Force est de constater que si sa réussite économique est incontestable, ces dernières années, non seulement le modèle agricole breton ne fait plus autant rêver, il est aussi régulièrement attaqué pour ses dérives.
Michel Cadot, préfet de Région, l’a rappelé lors de la session de la Chambre régionale lundi dernier à Rennes. « Nous partageons le constat de la réussite du modèle agricole breton. Il concentre 1/3 des emplois et des exportations. Le fruit du travail de deux générations ». Un satisfecit vite atténué lorsqu’il met en évidence les carences. « Mais nous constatons désormais une perte de compétitivité, une valeur ajoutée plus faible en Bretagne (38 %) qu’en moyenne nationale (48 %), un impact environnemental important, coûteux et lourd administrativement. Une perception différente de la société. L’adhésion collective du passé s’est transformée ». Il constate de plus en plus de conflits.
Intégrer les nouvelles exigences
Ce constat, la Chambre régionale le fait également. Olivier Allain, le président de la commission économique, a rappelé les éléments de la réussite qu’il s’agisse du poids des différentes productions, de la contribution au développement des entreprises agricoles et agroalimentaires, de l’emploi … Mais également les limites : « une concentration des exploitations qui s’éloignent du modèle familial, une faible valeur ajoutée, une internationalisation de la concurrence qui le rend vulnérale, les dommages environnementaux ». De fait il estime que « l’agriculteur est devenu un maillon d’une chaîne agroindustrielle complexe dans laquelle il a perdu le pouvoir et une bonne partie du contrôle du progrès technique ».
Pas question cependant « de jeter le bébé avec l’eau du bain ». Car l’agriculture et l’agroalimentaire constituent toujours le pilier essentiel de l’économie régionale. Olivier Allain imagine un modèle différent qui intègre de nouvelles exigences comme celles qui sont définies par le Grenelle de l’environnement (baisse de 50 % de la pression phytosanitaire, augmentation de la part de l’agriculture biologique, recherche de l’autonomie énergétique). Il plaide cependant pour : « une agriculture écologiquement intensive, car on ne peut penser économie sans penser environnement et inversement ; un nouveau dialogue entre l’agriculteur et le citadin et un positionnement différent de l’agriculteur dans l’organisation économique ».

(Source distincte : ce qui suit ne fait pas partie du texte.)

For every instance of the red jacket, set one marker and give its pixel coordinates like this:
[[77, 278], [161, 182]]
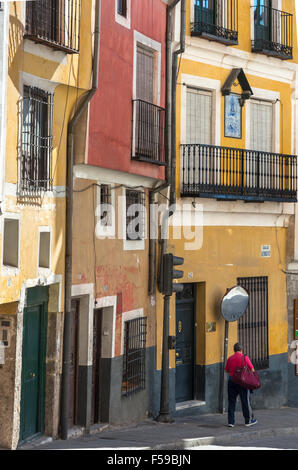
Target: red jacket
[[234, 361]]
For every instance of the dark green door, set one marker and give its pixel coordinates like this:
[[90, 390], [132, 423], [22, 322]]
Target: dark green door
[[262, 20], [33, 365], [185, 342], [205, 12]]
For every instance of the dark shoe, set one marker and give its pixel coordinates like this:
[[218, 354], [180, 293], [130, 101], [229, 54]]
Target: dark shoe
[[252, 422]]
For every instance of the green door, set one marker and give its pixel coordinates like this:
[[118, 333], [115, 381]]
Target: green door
[[205, 12], [185, 344], [33, 363]]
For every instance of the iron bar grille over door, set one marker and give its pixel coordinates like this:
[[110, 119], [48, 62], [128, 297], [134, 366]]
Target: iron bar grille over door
[[148, 118], [122, 7], [35, 165], [134, 356], [216, 20], [253, 325], [55, 23]]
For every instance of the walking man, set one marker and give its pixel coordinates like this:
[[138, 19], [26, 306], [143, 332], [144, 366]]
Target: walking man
[[234, 389]]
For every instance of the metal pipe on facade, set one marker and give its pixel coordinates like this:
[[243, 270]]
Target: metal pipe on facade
[[174, 95], [67, 333]]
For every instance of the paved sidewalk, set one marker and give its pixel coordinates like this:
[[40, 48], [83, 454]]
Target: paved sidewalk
[[184, 433]]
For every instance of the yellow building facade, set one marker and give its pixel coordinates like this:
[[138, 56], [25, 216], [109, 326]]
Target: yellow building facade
[[236, 127], [47, 65]]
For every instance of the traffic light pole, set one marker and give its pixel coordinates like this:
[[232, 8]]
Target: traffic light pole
[[164, 413]]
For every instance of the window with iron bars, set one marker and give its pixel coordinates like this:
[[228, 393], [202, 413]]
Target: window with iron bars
[[134, 356], [105, 205], [253, 325], [35, 161], [55, 23], [122, 7], [135, 215]]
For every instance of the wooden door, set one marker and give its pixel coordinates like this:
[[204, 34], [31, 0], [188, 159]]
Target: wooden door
[[33, 366], [96, 389], [185, 345]]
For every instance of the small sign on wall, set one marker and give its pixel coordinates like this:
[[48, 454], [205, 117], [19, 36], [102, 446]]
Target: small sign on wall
[[266, 251]]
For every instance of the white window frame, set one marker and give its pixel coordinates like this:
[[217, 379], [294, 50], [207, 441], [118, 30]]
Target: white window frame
[[209, 85], [156, 48], [130, 245], [122, 20], [277, 4], [205, 84], [10, 270], [3, 87], [105, 231]]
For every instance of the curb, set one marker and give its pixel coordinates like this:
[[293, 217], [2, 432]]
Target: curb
[[225, 439]]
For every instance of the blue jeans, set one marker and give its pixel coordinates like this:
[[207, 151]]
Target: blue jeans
[[233, 391]]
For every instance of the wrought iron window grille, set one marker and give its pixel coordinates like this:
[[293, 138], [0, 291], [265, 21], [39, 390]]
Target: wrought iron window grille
[[35, 146], [122, 7], [105, 205], [134, 356], [253, 325], [55, 23], [216, 20], [273, 32], [135, 215], [232, 173], [148, 132]]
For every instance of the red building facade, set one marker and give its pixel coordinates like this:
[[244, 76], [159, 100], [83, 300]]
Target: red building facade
[[120, 161]]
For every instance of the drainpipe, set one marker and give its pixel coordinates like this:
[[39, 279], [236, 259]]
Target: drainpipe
[[174, 95], [170, 155], [164, 413], [67, 333], [152, 241]]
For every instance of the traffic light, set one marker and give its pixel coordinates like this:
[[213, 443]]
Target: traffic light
[[169, 273]]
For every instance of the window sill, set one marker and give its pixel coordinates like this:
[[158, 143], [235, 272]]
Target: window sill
[[229, 38]]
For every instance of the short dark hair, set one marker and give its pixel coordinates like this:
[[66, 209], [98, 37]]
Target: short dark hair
[[238, 347]]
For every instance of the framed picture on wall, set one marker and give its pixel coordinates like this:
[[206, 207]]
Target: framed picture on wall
[[233, 116]]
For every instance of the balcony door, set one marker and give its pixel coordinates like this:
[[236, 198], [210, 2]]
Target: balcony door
[[262, 169], [205, 11], [262, 20]]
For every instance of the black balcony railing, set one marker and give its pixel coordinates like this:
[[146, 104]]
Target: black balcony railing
[[35, 144], [148, 132], [231, 173], [216, 20], [273, 32], [55, 23]]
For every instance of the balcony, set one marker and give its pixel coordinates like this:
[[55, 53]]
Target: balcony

Pour y aboutir, il met en avant plusieurs leviers possibles : « le contrôle des structures, des outils de gestion de marchés, anciens réactivés (droits de douane, restitution, stockage) ou nouveaux (contractualisation, assurances revenu et récoltes), une autre gestion des aides Pac, une nouvelle approche système dans les filières, là aussi dans une perspective d’une plus grande autonomie ».
De la nécessaire lisibilité
Les élus de la Chambre ne font en fait qu’entamer leur réflexion. Ils veulent la partager avec les autres acteurs régionaux des filières agricoles et agroalimentaires. Sans doute verra-t-on des approches différentes. La synthèse sera difficile pour asseoir une position qui puisse à la fois intégrer les dimensions économiques, sociales et environnementales.
Jacques Jaouen, le président de la Chambre régionale, a rappelé qu’il faudrait au final également tenir compte des réalités économiques internationales. Faisant référence aux décisions qui pourraient être prises au sein de l’OMC ou à Bruxelles, il conclut : « En fonction des décisions prises nous devrons aussi nous adapter. Mais il faut rapidement apporter de la lisibilité aux hommes et aux femmes qui font l’agriculture bretonne ».
Pierre Dénès
La session en bref- La mutualisation en marche : Entamée depuis plusieurs années, notamment au niveau de la recherche appliquée et des stations expérimentales, la mutualisation des services et des actions va se poursuivre. Une volonté des élus pour éviter les doublons et établir des synergies, mais aussi une obligation, car les chambres évoluent dans un contexte de restriction budgétaire qui les oblige à faire des économies.
- Une solution proche pour Entremont Alliance : Le préfet de région a annoncé qu’une solution pour le dossier Entremont Alliance pourrait être finalisée début février. Le groupe Sodiaal reste, semble t-il, l’acteur industriel le mieux placé. Les discussions avec les partenaires bancaires, ainsi que des apporteurs de capitaux se poursuivent. Mais aucun élément nouveau sur les conditions de reprise pour les producteurs n’a pour le moment été avancé. Prudence donc car les rebondissements ont jusqu’à présent été assez fréquents.